While a resource manager is capable of ``stand-alone'' operation, it is designed to operate in conjuction with identical resource managers running on other processing nodes in a distributed system. While all processing nodes in a locale are typically connected into a single system shared by all users (allowing maximum peak computational resources usage), support is provided for easily separating a subset of processing nodes into a separate system.
A means of identity verification, ensuring that machines entering a system (or separating a subset) are indeed trusted members of the system, will eventually be part of the initialization process. This is required to maintain the protection provided by the tag system.
The distributed system is organized logically
as a tree with multiple processing nodes at
the top (level 0). At each level in the tree below the top, a node
recognizes a primary node in the level above it, an
alternate in the level above it to be used in case of primary
failure, peer nodes (sharing the same primary node) at the same level,
and nodes for which it is the primary. No one processing node in a
system is crucial to the operation of the system.

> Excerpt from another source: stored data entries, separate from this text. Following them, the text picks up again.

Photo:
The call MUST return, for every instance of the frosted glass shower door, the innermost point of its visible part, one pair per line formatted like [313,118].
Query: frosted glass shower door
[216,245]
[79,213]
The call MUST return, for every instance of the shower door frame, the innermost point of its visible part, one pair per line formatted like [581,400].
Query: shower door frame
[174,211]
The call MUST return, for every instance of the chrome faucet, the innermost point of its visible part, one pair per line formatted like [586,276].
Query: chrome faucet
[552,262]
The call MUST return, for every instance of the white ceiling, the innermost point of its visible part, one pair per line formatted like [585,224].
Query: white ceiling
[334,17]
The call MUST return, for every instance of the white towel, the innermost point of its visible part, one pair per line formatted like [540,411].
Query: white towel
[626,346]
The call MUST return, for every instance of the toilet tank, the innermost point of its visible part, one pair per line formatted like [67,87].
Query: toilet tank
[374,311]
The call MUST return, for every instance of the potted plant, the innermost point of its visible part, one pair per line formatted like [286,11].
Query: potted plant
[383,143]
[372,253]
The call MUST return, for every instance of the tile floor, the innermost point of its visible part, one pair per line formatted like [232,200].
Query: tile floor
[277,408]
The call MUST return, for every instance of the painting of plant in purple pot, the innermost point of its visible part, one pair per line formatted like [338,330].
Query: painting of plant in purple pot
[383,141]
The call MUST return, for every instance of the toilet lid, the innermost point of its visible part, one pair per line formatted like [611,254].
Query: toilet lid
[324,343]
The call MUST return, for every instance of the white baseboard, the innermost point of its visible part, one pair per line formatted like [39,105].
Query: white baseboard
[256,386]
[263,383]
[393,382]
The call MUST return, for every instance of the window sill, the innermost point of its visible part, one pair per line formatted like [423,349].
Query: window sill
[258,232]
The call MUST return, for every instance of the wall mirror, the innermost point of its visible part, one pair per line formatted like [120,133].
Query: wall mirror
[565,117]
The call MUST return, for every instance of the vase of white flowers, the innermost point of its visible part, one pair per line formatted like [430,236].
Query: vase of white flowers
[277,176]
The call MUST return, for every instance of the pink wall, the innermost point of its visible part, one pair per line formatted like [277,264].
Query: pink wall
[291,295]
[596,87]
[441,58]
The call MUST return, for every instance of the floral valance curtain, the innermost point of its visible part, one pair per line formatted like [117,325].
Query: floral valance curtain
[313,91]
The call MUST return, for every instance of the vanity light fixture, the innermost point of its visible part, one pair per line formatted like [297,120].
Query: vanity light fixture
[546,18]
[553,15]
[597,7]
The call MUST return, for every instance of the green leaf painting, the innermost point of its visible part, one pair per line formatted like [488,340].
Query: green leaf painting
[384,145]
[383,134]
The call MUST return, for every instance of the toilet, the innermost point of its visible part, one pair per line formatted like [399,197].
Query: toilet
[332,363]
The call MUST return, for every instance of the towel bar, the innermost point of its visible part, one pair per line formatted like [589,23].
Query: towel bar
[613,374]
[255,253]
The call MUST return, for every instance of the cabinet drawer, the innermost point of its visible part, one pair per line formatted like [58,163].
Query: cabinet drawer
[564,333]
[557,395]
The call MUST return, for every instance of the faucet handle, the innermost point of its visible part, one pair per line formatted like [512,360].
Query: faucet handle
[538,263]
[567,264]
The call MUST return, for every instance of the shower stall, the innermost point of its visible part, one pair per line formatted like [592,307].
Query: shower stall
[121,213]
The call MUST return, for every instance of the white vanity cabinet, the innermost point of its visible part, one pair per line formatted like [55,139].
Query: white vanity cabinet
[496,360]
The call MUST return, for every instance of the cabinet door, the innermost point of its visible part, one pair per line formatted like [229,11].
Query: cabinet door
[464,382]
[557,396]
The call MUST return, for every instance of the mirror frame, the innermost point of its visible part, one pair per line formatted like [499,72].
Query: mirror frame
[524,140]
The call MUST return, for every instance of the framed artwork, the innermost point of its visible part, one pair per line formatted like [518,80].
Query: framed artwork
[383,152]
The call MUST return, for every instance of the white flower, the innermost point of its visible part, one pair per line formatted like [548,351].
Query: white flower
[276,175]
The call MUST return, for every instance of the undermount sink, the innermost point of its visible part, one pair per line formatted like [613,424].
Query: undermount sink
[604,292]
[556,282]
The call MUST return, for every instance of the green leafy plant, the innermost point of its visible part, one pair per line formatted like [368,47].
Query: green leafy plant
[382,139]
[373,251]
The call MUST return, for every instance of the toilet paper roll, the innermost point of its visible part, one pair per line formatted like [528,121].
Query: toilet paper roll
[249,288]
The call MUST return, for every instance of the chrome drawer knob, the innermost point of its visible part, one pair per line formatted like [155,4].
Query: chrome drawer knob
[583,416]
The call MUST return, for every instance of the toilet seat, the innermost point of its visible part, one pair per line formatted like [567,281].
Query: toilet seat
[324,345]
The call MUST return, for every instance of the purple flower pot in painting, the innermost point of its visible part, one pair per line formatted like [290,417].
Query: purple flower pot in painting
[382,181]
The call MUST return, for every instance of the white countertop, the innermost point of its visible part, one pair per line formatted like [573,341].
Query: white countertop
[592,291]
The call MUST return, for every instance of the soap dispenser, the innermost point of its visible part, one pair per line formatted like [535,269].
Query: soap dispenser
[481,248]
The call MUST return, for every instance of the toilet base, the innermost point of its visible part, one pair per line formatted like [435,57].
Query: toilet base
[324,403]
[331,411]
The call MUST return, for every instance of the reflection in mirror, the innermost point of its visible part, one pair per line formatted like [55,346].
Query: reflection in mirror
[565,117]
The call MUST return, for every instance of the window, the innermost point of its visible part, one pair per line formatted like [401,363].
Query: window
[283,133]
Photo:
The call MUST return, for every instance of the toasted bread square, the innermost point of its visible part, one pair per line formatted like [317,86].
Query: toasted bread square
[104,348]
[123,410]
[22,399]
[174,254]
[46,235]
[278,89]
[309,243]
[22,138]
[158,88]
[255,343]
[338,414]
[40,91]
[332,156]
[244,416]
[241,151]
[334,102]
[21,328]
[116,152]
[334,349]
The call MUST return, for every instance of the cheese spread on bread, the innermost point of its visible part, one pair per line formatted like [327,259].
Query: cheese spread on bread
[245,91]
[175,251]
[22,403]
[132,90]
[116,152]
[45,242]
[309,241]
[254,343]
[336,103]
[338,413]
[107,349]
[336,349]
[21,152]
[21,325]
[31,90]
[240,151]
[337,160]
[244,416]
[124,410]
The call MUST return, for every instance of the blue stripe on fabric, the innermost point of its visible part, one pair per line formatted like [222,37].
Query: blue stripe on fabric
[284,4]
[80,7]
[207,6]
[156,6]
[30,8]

Logical Hierarchy of Processors in a System
When the evaluation of a graph of one or more task tokens and streams is requested, the evaluation is performed locally (if possible). As opportunities for data and control parallelism become apparent, the tasks will be assigned to additional remote processing nodes. This assignment of tasks to processing resources is not done in a single step. Rather, the assignment is done hierachically. When a task is to be applied to a stream, and the stream and task parameters indicate that it may be ``split'' to provide parallelism, the task is subdivided and dispatched to processors in the next level of the hierarchy. Upon evaluation, these processors may further subdivide the task and dispatch it to even lower levels.
This has two effects:
In performing the initial task subdivision and assignment at the top level of the logical organization, the remote computational resources are modeled as aggregates. When a finer subdivision is performed in the next level it utilizes a more local (and hopefully more accurate) model of available resources. This attempt to ameliorate the effects of errors in the model of remote computational resources.
Once the ``scheduling'', or mapping onto currently available processor resources is performed, the dataflow graph is executed relatively independently of the originating node. The ``serial'' portions of the application will be scheduled for execution on the primary node, but may migrate to alternates (which become primaries and name new alternates) if needed (e.g. due to overloading or failure of the originating node.)
In a similar manner, the data storage for streams and other distributed data objects is allocated and searched in a hierarchical manner. When a particular context of a stream is referenced by the parameters of a task, and the stream isn't known to the processor node, it queries other nodes in the system for information about the stream. Cues about which remote nodes might have a particular context of the stream is part of the stream data structure replicated on each node in a system accessing that stream.